TEMPO.CO, Jakarta - Direktur Eksekutif Lembaga Studi dan Advokasi Masyarakat (Elsam) Wahyu Wagiman mengkritik langkah Kementerian Dalam Negeri (Kemendagri) memberikan akses data kependudukan kepada 13 lembaga keuangan. Data itu rentan disalahgunakan oleh pihak lain.
"Ada catatan besar ketika Kemendagri memberikan data-data pribadi warga negara kepada lembaga keuangan. Data kependudukan itu menyangkut profil lengkap warga negara yang rentan disalahgunakan oleh pihak-pihak yang tidak bertanggungjawab," kata Wahyu saat dihubungi, Sabtu 13 Juni 2020.
Wahyu mengatakan tidak menutup kemungkinan data-data itu digunakan oleh pihak ketiga untuk kepentingannya, tanpa ada izin dan sepengetahuan pemilik data. Penyalahgunaan itu bisa jadi masuknya iklan-iklan yang tidak diinginkan pemilik data, bahkan disalahgunakan untuk melakukan transaksi atas nama pemilik data kependudukan.
Kemendagri, ujar Wahyu, sebagai penanggungjawab dalam pengelolaan data kependudukan seharusnya memikirkan dampak-dampak tadi sebelum mengambil kebijakan kerjasama dengan 13 lembaga keuangan itu. Kasus-kasus peretasan data pribadi, seharusnya bisa dijadikan rujukan.
"Seharusnya Kemendagri mempertimbangkan potensi dampak yang akan dialami dan ditanggung warga negara ketika data kependudukan tersebar kepada pihak ketiga."
Direktorat Jenderal Kependudukan dan Catatan Sipil Kemendagri sebelumnya menandatangani kerja sama pemanfaatan akses data kependudukan bersama 13 lembaga keuangan perbankan dan non-perbankan. Dirjen Dukcapil Kemendagri, Zudan Arif Fakrullah mengatakan lembaga-lembaga itu wajib memberikan dan menjaga kerahasiaan data nasabah. Data-data itu yang kemudian dicocokkan dengan data Dukcapil.
"Oleh karena itu di ujung akhirnya adalah setiap lembaga pengguna wajib memberikan perlindungan dan menjaga kerahasiaan data dan dokumen kependudukan yang diakses oleh berbagai lembaga itu," ujar Zudan dalam keterangan tertulis, Kamis, 11 Juni 2020.

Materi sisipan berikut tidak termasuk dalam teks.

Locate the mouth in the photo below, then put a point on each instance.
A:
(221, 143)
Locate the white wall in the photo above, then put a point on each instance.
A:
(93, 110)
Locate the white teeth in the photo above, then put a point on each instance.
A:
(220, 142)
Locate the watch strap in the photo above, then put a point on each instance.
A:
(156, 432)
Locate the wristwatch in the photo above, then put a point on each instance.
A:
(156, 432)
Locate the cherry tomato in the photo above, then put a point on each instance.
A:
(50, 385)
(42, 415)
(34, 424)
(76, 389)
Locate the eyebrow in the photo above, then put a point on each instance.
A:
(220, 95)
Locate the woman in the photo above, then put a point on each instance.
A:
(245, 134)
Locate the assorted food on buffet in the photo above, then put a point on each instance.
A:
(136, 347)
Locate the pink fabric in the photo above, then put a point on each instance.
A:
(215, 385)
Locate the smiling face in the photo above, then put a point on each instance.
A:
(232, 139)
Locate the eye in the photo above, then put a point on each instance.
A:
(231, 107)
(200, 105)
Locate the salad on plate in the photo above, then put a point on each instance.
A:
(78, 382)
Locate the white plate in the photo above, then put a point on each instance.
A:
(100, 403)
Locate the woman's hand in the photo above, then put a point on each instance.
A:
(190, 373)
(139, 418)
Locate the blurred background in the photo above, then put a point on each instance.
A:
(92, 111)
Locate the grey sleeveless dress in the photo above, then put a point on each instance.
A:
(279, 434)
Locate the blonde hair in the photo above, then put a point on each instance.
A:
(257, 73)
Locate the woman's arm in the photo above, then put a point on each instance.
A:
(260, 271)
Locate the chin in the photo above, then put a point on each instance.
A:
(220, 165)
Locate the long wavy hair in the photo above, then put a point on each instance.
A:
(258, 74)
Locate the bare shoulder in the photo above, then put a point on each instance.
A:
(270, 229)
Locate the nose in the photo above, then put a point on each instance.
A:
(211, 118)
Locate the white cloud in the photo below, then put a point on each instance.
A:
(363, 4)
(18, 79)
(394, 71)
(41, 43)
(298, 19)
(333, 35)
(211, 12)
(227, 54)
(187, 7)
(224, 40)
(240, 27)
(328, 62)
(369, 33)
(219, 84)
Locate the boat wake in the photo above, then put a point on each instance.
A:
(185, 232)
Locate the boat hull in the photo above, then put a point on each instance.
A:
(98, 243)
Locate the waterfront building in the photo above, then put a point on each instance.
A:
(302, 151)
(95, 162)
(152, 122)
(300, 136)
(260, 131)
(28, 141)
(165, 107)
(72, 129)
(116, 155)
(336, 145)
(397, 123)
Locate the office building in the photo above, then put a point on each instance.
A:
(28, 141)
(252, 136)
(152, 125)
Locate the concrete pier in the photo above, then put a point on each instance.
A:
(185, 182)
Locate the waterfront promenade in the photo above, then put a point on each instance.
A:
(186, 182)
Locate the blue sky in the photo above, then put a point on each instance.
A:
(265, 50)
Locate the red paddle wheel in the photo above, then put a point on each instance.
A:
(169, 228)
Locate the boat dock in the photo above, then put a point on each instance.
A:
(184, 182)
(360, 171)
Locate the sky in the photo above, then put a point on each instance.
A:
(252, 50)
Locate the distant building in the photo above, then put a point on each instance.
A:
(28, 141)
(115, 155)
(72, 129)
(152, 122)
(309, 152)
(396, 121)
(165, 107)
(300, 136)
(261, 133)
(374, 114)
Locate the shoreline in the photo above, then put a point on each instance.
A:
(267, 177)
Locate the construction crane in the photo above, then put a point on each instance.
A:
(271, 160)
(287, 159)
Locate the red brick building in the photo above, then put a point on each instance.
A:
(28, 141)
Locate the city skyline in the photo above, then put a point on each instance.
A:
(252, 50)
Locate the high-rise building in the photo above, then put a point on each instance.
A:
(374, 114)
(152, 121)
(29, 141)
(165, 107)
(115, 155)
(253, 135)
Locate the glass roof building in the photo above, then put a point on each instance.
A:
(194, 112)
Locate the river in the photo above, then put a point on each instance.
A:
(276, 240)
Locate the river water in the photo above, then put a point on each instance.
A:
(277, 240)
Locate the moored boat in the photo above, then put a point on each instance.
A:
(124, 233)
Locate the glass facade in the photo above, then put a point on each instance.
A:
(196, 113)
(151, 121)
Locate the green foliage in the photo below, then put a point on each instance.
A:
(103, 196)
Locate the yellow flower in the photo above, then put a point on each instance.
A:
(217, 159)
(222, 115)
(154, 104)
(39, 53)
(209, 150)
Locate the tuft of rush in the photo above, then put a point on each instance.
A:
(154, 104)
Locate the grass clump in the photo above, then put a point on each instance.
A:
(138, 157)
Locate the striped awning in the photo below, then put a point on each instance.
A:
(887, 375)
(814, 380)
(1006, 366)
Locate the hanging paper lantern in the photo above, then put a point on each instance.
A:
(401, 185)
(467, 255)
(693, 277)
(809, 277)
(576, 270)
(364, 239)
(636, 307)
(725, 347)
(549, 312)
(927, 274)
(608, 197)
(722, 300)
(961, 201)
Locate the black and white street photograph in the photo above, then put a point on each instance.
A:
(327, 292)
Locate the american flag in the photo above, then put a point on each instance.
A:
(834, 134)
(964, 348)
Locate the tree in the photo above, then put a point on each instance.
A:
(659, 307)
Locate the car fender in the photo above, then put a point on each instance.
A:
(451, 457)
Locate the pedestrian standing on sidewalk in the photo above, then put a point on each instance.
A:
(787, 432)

Zudan mengklaim tidak sembarang lembaga dapat mengajukan kerja sama pemanfaaaan akses data kependudukan ini. Ia mengatakan ada sejumlah syarat yang harus dipenuhi, termasuk legalitas perusahaan, rekomendasi dan persetujuan dari Otoritas Jasa Keuangan, dan lainnya yang telah diatur dalam undang-undang.